I have a choice when a police officer is getting irate at me. I can welcome the gems that are interspersed with the cop’s foul tongue, like panning for gold. I can tell the cop through words and/or body language that I do not accept being spoken to in such a way and even that such manner of speaking is unbecoming the officer’s badge. I can talk over the police officer. I can walk away.

When I deeply listen to what is said and not said, to the tone of voice, to the body language, to the officer’s persona, to the officer’s fears and areas of confidence and pretend confidence, and to the entire situation, I am gathering intelligence. The condescending police officer may even be surprised to see my happy calmness during his verbal assaults, perhaps not realizing that I prefer gathering relevant intelligence to receiving no intelligence, and perhaps not realizing that with non-duality, getting upset at another’s words has no place in the litigation battle.

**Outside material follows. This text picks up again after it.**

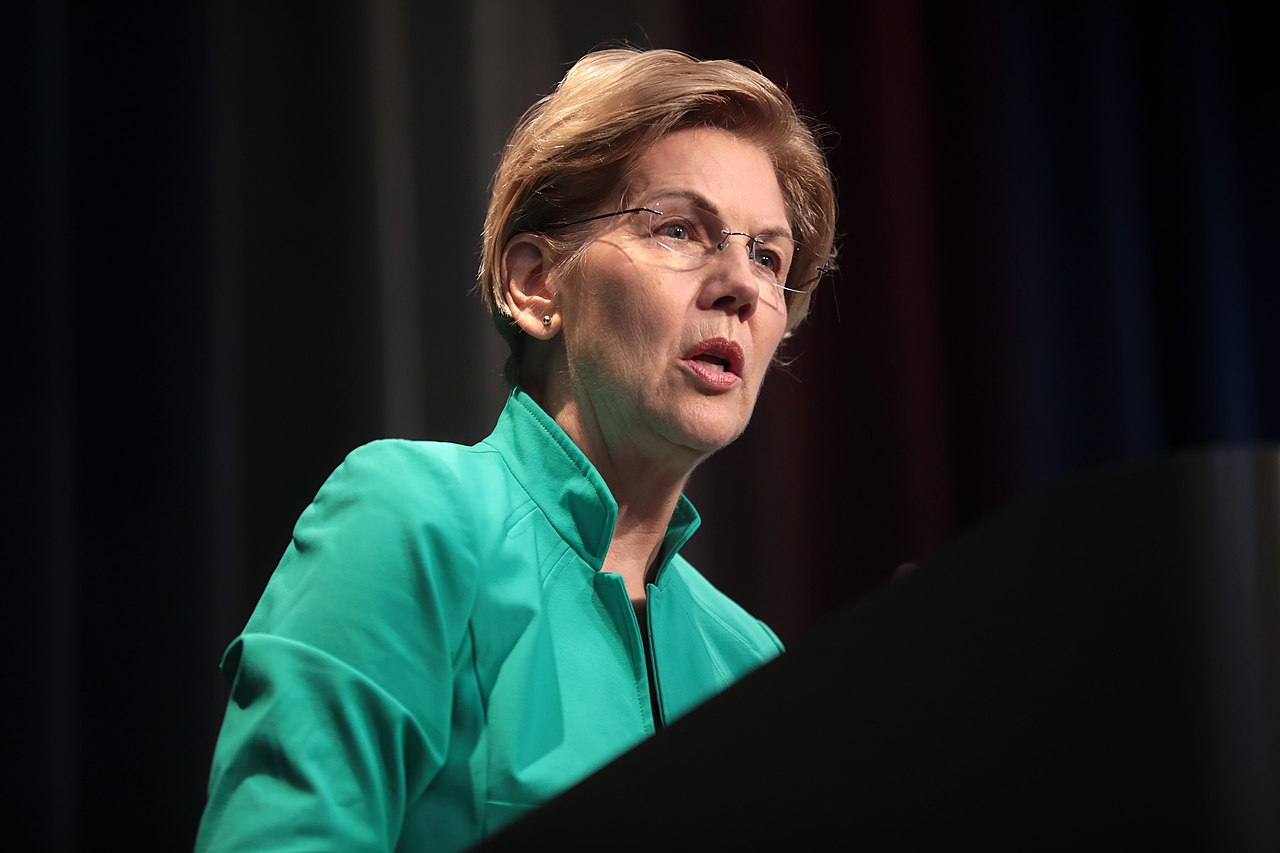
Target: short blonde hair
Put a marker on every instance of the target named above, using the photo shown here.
(577, 146)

In the taijiquan martial art that I have been practicing daily at my ideal since 1994, listening to and knowing our opponent is so important that it is essential to be in physical contact with our opponent at all times, so that we are physically listening to the opponent and to their possible next moves. To lose that physical contact for even a moment can be damaging.

Of course, at some point the opponent’s words can get so vile that merely listening rather than acting, is not the right option, at least when third parties are hearing those words.

Non-judging is powerful. Non-anger — where anger ordinarily if not always is accompanied by judging — is also powerful. When a police officer, other opposing witness, prosecutor, judge or anyone else holler at me, that can be a good time to incorporate RAIN: Recognize, Allow, Investigate, Non-Identify.  

More important is powerfully to relax and sink and to battle for victory, always, everywhere, and with everyone.